Alea Permata Samudra, atau yang akrab di sapa Lea. Gadis cantik dengan kenangan masa lalu yang pahit, terhempas ke dunia yang kejam setelah diusir dari keluarga angkatnya. Bayang-bayang masa lalu kehilangan orang tua dan mendapatkan perlakuan buruk dari keluarga angkatnya.
Dalam keterpurukannya, ia bertemu Keenan Aditya Alendra, seorang mafia kejam, dingin dan anti wanita. Keenan, dengan pesonanya yang memikat namun berbahaya, menawarkan perlindungan.
Namun, Lea terpecah antara bertahan hidup dan rasa takut akan kegelapan yang membayangi Keenan. Bisakah ia mempercayai intuisinya, atau akankah ia terjerat dalam permainan berbahaya yang dirancang oleh sang mafia?
Bagaimana kehidupan Lea selanjutnya setelah bertemu dengan Kenan?
Langsung baca aja kak!
Karya ini diterbitkan atas izin NovelToon riniasyifa, isi konten hanyalah pandangan pribadi pembuatnya, tidak mewakili NovelToon sendiri
Bab 33 Ruang bawah tanah
Di markas the silent tepatnya, di sudut ruangan bawah tanah yang pengap dan lembap, seorang wanita muda meringkuk, memeluk lututnya erat. Air mata mengalir tanpa henti, menandai ketakutan yang merayapi setiap sudut hatinya.
Matanya sesekali melirik ke arah harimau besar yang terkurung di balik jeruji besi, suaranya yang liar dan geramannya menghantui keheningan, menjadi pengingat bahwa nyawanya berada di ujung tanduk.

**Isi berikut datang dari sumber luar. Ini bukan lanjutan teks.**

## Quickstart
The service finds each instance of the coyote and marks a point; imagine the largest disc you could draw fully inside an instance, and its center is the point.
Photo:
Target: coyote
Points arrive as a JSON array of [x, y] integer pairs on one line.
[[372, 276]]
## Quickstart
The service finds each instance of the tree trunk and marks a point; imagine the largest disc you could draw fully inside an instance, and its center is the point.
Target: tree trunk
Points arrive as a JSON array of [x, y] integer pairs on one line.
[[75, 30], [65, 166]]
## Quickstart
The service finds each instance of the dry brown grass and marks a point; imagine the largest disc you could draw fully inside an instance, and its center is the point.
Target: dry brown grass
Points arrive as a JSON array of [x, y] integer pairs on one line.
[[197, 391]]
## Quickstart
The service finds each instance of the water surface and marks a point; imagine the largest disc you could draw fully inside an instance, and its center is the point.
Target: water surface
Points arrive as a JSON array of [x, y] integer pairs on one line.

Tiba-tiba, langkah kaki terdengar mendekat dari lorong gelap. Bau amis darah menyeruak ke dalam indera penciuman, memicu rasa mual yang semakin menguat di dalam perutnya.
Jantungnya berdegup kencang, tubuhnya yang gemetar spontan bangkit ketika dua sosok tegap muncul dari kegelapan.
“Cepat lepaskan aku! Siapa kalian? Kenapa kalian menculikku?” suaranya bergetar, tapi tetap tegas, mempertahankan sisa keberaniannya.
Namun, kedua pria itu tak menghiraukan teriakannya. Mereka fokus pada harimau besar yang masih sibuk mencabik-cabik daging di hadapannya, mata kedua pria itu penuh kewaspadaan.
Wanita itu terus mengoceh dengan nada penuh harap, mencoba mencari celah untuk membebaskan diri. “Tolong ... jangan biarkan aku di sini ....”
Salah satu pria menoleh, suaranya dingin menusuk udara, “Diamlah, Nona. Jangan sampai ocehanmu membuat harimau ini melahapmu sekarang juga.”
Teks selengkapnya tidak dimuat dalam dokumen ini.